Halloween 2016 may be gone, but it seems I have some Monster Heads left in me. I made this finned fellow in the vector art program extraordinaire Affinity Designer. This wasn’t my first attempt at a variation of one of the younger members of Universal Studios’ classic collection of celluloid creatures. I had tried several others that I abandoned. The shapes I was cooking up just weren’t working, but his one stuck with me, and I stuck with it.
I approached this one a little differently after I tried to print my other monsters on a digital press. When I was designing my previous creatures, I stuck with Affinity Designer’s default RGB color space Wide Gamut RGB which results in magically gorgeous colors on a monitor but looks sort of sad and muddy when translated to a four color or process (Cyan, Magenta, Yellow and blacK) color space. I decided to design the gill-man in CMYK or process colors. They look a little dull on the display particularly when compared to my other characters, but I would get something that would look a lot nicer in print.

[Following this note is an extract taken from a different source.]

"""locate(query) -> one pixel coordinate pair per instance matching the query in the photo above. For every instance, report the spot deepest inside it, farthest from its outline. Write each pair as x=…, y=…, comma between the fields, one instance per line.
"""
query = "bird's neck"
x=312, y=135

I ran into a problem when trying to save this image out to post to Flickr and ultimately this website. Switching from CMYK to RGB (the color space of cameras and displays) resulted in Circus colors. Everything appeared over-saturated and entirely too loud. I tried a few of the color spaces within Affinity, but they weren’t doing it for me. I could have chased down an answer in Affinity’s forums, but exported the vector illustration into Photoshop’s native PSD format and converted it to RGB. Adobe seems to have a smoother transition from one color format to the other. Yeah, I went with the familiar, but that won’t last forever. Affinity is always improving, and they’ll get there. I don’t intend on paying Adobe rent forever not when you can buy Affinity’s programs at a more than fair price.